Long-lasting geroprotection from brief rapamycin treatment in early adulthood by persistently increased intestinal autophagy

A key challenge for repurposing the licensed drug rapamycin for geroprotection is to avoid side effects from chronic dosing regimens. The authors show in model organisms that a brief administration of the drug early in adulthood has long-lasting beneficial effects that are similar to lifelong treatment. The licensed drug rapamycin has potential to be repurposed for geroprotection. A key challenge is to avoid adverse side effects from continuous dosing. Here we show that geroprotective effects of chronic rapamycin treatment can be obtained with a brief pulse of the drug in early adulthood in female Drosophila and mice. In Drosophila, a brief, early rapamycin treatment of adults extended lifespan and attenuated age-related decline in the intestine to the same degree as lifelong dosing.

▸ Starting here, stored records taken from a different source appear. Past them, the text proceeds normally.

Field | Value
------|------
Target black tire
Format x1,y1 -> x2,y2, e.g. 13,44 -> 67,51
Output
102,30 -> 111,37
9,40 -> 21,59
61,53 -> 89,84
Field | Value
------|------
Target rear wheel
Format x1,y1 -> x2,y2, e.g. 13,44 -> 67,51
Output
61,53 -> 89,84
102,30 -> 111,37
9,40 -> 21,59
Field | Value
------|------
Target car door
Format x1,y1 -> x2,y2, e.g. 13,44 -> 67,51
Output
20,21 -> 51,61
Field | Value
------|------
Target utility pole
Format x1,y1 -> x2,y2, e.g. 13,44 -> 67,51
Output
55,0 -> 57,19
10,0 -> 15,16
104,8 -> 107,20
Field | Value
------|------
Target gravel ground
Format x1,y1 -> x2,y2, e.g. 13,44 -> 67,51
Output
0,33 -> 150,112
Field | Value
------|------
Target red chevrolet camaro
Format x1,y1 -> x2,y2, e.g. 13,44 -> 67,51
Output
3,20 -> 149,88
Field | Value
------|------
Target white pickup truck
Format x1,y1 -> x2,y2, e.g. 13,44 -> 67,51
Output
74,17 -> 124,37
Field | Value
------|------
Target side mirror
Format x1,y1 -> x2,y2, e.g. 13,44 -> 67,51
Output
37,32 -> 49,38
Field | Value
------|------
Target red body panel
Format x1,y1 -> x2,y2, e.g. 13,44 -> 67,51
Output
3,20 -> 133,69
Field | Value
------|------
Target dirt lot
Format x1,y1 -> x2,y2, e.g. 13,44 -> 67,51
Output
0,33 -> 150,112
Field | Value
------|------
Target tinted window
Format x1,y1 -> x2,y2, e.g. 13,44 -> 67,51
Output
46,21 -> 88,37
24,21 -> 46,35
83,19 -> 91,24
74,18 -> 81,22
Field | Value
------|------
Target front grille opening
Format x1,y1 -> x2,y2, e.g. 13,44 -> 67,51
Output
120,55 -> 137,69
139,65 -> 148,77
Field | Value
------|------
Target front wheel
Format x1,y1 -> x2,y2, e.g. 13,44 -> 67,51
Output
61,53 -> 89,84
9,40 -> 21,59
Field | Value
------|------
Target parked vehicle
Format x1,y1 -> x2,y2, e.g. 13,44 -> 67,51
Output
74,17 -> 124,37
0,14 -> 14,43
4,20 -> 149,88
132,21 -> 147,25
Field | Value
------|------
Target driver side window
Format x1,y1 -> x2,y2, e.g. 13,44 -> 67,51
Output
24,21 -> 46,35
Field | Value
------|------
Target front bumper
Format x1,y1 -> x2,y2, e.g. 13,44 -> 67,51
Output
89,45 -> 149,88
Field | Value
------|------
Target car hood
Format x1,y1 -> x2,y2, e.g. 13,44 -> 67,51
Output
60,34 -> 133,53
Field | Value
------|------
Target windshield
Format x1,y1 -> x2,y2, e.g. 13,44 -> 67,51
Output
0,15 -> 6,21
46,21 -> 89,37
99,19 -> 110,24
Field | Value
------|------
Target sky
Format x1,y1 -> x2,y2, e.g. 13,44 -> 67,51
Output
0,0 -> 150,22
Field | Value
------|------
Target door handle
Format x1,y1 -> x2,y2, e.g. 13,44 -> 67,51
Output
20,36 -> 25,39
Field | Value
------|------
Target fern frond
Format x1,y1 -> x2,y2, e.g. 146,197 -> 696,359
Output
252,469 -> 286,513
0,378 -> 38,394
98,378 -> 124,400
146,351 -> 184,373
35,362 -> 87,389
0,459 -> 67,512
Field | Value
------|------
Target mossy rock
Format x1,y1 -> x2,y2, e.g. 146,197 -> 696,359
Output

Lasting memory of earlier treatment was mediated by elevated autophagy in intestinal enterocytes, accompanied by increased levels of intestinal LManV and lysozyme. Brief elevation of autophagy in early adulthood itself induced a long-term increase in autophagy. In mice, a 3-month, early treatment also induced a memory effect, with maintenance similar to chronic treatment, of lysozyme distribution, Man2B1 level in intestinal crypts, Paneth cell architecture and gut barrier function, even 6 months after rapamycin was withdrawn.

Automated summary

One challenge in repurposing the drug rapamycin for prolonging lifespan is to avoid side effects. The study shows that a brief early administration of rapamycin can have long-lasting beneficial effects in model organisms similar to lifelong treatment. This suggests that rapamycin has potential for geroprotection if side effects from continuous dosing can be avoided.